Objective: To evaluate and improve the reliability of power Doppler ultrasonography (PDUS) for detecting and scoring enthesitis in patients with spondylarthitis, using a 3-step procedure.
Methods: In the first step, we evaluated the reliability of 5 sonographers by bilaterally scanning 5 entheses twice in 5 patients. In the second step, starting from disagreements observed during the first step, we established consensus guidelines. The sonographers' implementation was further evaluated in 2 reliability exercises: one on 60 PDUS enthesitis images and the other by scanning 5 new patients. In the third step, we performed a final reliability evaluation of 5 additional patients after 1 year. Kappa coefficients (kappa) as well as variance component analysis (VCA) and generalizability theory (GT) were used to assess reliability.
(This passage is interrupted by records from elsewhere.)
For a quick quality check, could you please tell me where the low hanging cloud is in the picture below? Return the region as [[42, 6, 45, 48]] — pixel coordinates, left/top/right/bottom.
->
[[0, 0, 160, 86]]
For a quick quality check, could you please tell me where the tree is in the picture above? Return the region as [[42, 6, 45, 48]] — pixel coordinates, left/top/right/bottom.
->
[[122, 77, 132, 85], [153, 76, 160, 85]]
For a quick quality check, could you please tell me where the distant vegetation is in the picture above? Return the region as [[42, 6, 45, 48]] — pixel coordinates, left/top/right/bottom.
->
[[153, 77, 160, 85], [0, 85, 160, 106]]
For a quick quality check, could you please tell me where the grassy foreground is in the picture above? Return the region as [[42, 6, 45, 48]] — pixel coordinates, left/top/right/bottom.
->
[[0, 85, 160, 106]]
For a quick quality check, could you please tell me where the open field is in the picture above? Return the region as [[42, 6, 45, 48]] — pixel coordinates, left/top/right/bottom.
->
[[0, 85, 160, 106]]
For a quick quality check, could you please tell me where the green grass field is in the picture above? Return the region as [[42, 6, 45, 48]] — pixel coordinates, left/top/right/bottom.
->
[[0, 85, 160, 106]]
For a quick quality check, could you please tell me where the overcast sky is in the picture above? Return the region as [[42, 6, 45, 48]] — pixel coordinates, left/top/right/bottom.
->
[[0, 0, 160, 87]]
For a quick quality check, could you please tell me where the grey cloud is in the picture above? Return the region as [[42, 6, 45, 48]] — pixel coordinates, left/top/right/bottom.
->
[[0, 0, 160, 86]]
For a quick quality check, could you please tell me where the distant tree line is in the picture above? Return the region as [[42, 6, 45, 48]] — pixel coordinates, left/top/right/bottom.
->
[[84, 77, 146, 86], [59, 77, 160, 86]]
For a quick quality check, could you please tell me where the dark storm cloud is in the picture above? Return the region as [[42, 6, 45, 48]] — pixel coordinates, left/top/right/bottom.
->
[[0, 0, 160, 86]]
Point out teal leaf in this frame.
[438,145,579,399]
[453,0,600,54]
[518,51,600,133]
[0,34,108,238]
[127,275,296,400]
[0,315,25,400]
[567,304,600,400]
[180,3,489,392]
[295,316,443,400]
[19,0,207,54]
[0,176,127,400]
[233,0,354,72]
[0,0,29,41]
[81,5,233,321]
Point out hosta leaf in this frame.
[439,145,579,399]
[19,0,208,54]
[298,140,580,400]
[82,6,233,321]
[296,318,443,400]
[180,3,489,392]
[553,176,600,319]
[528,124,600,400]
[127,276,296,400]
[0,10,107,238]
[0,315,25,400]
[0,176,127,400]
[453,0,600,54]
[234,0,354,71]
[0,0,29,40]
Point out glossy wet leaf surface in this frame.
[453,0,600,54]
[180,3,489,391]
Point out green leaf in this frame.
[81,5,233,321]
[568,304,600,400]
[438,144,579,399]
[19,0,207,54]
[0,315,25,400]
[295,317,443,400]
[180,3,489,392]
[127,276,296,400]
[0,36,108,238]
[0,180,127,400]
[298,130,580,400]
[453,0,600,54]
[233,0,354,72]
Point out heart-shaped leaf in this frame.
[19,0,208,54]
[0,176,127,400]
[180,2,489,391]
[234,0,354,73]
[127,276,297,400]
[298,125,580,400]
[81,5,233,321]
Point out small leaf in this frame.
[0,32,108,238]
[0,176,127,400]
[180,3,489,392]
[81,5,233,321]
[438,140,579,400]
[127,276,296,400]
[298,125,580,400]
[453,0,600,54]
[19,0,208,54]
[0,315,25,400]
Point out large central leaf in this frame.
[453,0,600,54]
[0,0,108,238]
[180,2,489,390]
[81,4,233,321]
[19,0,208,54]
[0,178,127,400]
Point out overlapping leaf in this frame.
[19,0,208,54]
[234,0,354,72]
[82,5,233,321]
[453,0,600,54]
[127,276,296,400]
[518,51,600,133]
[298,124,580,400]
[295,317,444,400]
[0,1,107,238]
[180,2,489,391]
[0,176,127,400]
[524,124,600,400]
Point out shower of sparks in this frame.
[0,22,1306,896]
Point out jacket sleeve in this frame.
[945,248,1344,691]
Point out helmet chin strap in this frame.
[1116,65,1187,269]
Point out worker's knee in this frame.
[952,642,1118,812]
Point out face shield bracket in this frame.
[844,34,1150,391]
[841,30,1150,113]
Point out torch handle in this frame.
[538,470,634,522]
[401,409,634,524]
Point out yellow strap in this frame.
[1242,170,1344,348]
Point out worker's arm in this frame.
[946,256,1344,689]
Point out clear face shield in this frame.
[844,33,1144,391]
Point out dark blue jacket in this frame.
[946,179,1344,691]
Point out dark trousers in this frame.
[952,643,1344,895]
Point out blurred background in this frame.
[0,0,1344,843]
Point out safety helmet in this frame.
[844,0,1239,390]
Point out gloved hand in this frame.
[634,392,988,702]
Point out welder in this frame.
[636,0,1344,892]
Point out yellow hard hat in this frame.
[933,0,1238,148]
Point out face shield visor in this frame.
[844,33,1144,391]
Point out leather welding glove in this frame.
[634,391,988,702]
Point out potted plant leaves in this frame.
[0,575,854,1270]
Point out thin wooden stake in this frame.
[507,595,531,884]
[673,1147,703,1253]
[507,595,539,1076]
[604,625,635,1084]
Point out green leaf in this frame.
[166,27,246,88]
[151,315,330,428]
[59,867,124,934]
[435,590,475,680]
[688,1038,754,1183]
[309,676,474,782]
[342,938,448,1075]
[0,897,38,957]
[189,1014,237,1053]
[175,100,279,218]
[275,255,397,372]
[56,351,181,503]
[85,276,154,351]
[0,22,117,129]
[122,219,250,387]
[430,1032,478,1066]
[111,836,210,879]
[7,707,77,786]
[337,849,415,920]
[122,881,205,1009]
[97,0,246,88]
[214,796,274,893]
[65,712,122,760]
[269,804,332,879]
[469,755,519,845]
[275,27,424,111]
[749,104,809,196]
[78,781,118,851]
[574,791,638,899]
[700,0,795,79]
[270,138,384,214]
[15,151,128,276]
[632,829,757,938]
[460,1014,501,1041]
Results: The initial intra- and interobserver reliability were poor, especially for detecting and scoring Doppler signal. VCA and GT showed that most variability was accounted for by interaction between sonographer and enthesis. Implementation of consensus guidelines was associated with a significant improvement in Doppler reliability between the first and second steps (mean interobserver kappa increased from 0.13 to 0.51 for binary Doppler scoring in patients; P < 0.005), which persisted in the third step (mean interobserver kappa = 0.57). The high GT coefficients reached in the last steps supported such improvement.
Conclusion: The 3-step procedure used in this study to standardize PDUS technique was associated with a significant improvement in interobserver reliability for detecting enthesitis in spondylarthritis patients. Such an approach can be useful to standardize PDUS assessment of musculoskeletal disorders.